Social media cheered the rise. A Celsius YouTube channel attracted 70,000 subscribers. “Celsius has totally changed my life. From working welding on my knees in a shipyard to being free of work and thinking how I can help people,” wrote a user named Chris Wood.
Another, Ralph Galasso, enthused: “Amazing quality ! best company in crypto !!!! Love Celsius!”
The company even began selling “The Machine” T-shirts.
But problems were brewing.
In September, regulators from Texas, New Jersey and Alabama initiated cease-and-desist proceedings, seeking to stop Celsius from accepting depositor accounts. New Jersey stopped deposits right away; Alabama and Texas gave the company a window before eventually blocking them. The regulators said the accounts were unregistered securities. Celsius denied the claim.
Skeptics also raised questions about where Celsius was putting depositors’ money to produce such yields — and whether it was embodying a crypto culture that promises wealth too shiny to resist but, in the end, also too good to be true.
“I think one of the biggest problems Celsius has always had is we don’t really know where any of their positions are,” said Cory Klippsten, a crypto-industry veteran who has been a longtime Celsius critic.
As a private unregulated company, Celsius does not come under any requirement for disclosure. Mashinsky has said the company is simply lending the crypto to investors willing to pay a premium for it. Critics including Klippsten say it has more likely been taking risky bets with that cash in a host of volatile coins and funds.
That can work, they say, when a bull market keeps the company’s own returns high and depositors’ demand for cash low. But when the market crashes, as it has over the past month, the value of Celsius’s holdings plummet at the same time that a lot of people want their money out.
“They engaged in risky strategies for generating yield on their depositors’ funds — riskier than their competitors,” Laura Shin, a crypto journalist and podcaster who wrote the book “The Cryptopians,” about the field’s pioneers, said in a message to The Post. “This is one of the big reasons they likely could not meet redemptions.”
One problem she and others have pointed to is Celsius “staking eth” — in simple terms, putting digital money on the ethereum blockchain for a fixed time in return for a fee paid to the person who is lending their crypto. The problem is that the money can be untouchable for many months — not good when customers are demanding it.

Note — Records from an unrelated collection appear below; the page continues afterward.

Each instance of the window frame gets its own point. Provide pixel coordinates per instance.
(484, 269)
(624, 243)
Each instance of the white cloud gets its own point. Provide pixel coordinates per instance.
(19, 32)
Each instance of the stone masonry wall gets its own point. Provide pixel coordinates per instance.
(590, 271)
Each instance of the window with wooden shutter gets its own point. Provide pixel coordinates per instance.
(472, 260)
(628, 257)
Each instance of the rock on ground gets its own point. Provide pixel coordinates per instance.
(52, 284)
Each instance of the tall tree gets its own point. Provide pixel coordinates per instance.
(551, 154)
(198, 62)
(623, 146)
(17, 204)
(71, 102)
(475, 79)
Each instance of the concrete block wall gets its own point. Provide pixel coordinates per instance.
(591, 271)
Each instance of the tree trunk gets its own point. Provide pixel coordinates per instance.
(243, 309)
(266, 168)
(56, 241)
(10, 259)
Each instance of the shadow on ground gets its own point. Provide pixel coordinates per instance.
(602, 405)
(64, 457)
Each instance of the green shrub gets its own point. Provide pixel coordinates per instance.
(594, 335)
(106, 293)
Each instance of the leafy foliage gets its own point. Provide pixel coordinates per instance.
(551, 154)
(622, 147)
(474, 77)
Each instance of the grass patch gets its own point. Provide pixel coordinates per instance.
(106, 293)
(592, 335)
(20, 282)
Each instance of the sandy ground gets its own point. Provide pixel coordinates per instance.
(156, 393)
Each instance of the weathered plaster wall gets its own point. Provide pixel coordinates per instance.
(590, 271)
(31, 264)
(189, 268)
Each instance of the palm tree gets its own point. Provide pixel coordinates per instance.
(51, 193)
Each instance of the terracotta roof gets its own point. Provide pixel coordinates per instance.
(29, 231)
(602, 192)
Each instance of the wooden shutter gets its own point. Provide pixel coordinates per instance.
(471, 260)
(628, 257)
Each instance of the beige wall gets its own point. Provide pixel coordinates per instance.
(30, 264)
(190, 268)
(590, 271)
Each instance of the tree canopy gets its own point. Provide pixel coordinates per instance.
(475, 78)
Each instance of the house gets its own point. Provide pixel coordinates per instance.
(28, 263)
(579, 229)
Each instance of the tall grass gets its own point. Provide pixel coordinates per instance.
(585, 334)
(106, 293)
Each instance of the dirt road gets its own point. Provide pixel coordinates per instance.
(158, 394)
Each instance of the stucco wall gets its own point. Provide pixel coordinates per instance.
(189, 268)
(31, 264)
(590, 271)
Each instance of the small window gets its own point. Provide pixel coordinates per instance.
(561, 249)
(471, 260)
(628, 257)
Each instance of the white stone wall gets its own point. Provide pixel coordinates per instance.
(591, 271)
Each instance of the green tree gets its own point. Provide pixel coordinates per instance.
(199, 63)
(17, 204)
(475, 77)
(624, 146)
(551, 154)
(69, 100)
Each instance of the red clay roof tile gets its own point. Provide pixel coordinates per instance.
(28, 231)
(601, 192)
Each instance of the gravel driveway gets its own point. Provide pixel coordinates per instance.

Celsius also invested in a crypto platform called BadgerDao, which in December was revealed to have been hacked to the tune of $120 million. A blockchain analysis by the site CryptoBriefing traced $51 million of the missing money to an account that has been linked to other Celsius transactions, suggesting that the company took a major hit in the hack.
The identities of Celsius’s borrowers are also unknown, said Mike Burgersburg, the online alias of one of the leading critics and chroniclers of Celsius, who has been writing a series of investigative posts under the Substack name Dirty Bubble Media. Burgersburg has done extensive work trying to track down entities that have borrowed from Celsius, but he says he has found few that admit to doing so. That makes it unclear what their terms were and how easy it might be for Celsius to collect the debts in a liquidity crunch.